[BD-04] Project Retrospectives
2021-03-19: Phase 1 Retro
What went well?
Code readability has improved
XModules were all converted!
It came under budget!
Relatively small number of dependencies between conversions, so some parallelization was possible before getting blocked on reviews.
There were no bugs or issues during the conversions that got shipped to production.
even with many tests not working! (Just to be clear, those tests had been running before the final rebase before the merge)
Dave: OMG this gave me a heart attack, but this was definitely a test infra issue on our end.
Progress toward completion was easier to understand for this project compared to other blended efforts, especially when we made the Conversion Tracker. It’s all green now!
Ideal sort of Blended project to be a reviewer while working on other projects. Minimal overhead; easy to jump in and review for an hour or two in between other tasks.
Very low meeting overhead (for me, at least) -Kyle
What were the meetings/touchpoints? Sync & async stuff
The PRs themselves were really easy to review - they always included great context & testing instructions.
The MRO charts were also really helpful, FWIW
What could be improved?
Centralized Platform Knowledge & Code Complexity: This part of the system is understood by few people (they’re on this call!) which limits our ability to distribute work.
By simplifying this part of the platform we are helping this issue, but just wanted to flag this risk of an area of concentrated platform context.
Project Duration & Centralized Expertise: The project took longer to get done than initially estimated. This is mostly because of being bottlenecked on one person.
one person → is that Usman or Dave/Kyle?
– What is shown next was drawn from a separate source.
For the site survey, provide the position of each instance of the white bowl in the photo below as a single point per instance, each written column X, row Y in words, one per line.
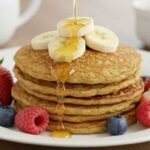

Usman.
Usman - was doing almost all of the dev work
Few reasons: this area of the codebase is really tricky; lots of implications across codebase when making changes; hard to have a good sense of what can go wrong. Constrained how we could distribute the work
Getting it done right >> getting it done 2 months earlier
The platform complexity of these changes made production issues a reasonably large risk. (which is why lack of bugs is such a big win - see other section)
Why delayed?
Having trouble finding time to work on BD-04 (get pulled into other things) - hard to do in smaller chunks; need dedicated heads-down times
Deep work requires deep work time.
Project Decision / Task Tracking Options: Lightweight PR + Slack conversation project tracking may mean action items / tasks / decisions are harder to track?
other projects with heavier coordination also have meeting notes / task lists
tricky balance here since speed is more important than complete docs perhaps?
minimum threshold: shared slack channel
regular meetings & meeting notes is more heavyweight, likely unneeded for this type of project
Was there any synchronous meetings? Possibly, we can’t quite remember
Not a strong need for requirements gathering
Usman had a strong sense of what needed to be done
Sometimes technical questions/decision points fell through the cracks and Usman had to gently poke Dave to get answers.
Were we using ADRs to make these decisions or some other method?
They were not really ADR worthy–talking about individual XModules and low level things.
Test Infrastructure: Anything to say about test infrastructure?
Anything that would ensure Dave DOESN’T have a heart attack (see note above) :)
catching that common/lib/xmodule tests stopped running would have been really good. I think this is on Jeremy'’s mind
Sarina: yes, I’ve discussed this with Jeremy
Going to need to rely on it more as we do Phase 2
Thinking we’ll do major breakages (expect to see more obvious failures than converting an individual xmodule)
Dave not as concerned about this
Shepherding edx-platform merges (b/c of continuous deployment) is always a minor point of friction – this is true for any OSPR and for the core committer program as a whole.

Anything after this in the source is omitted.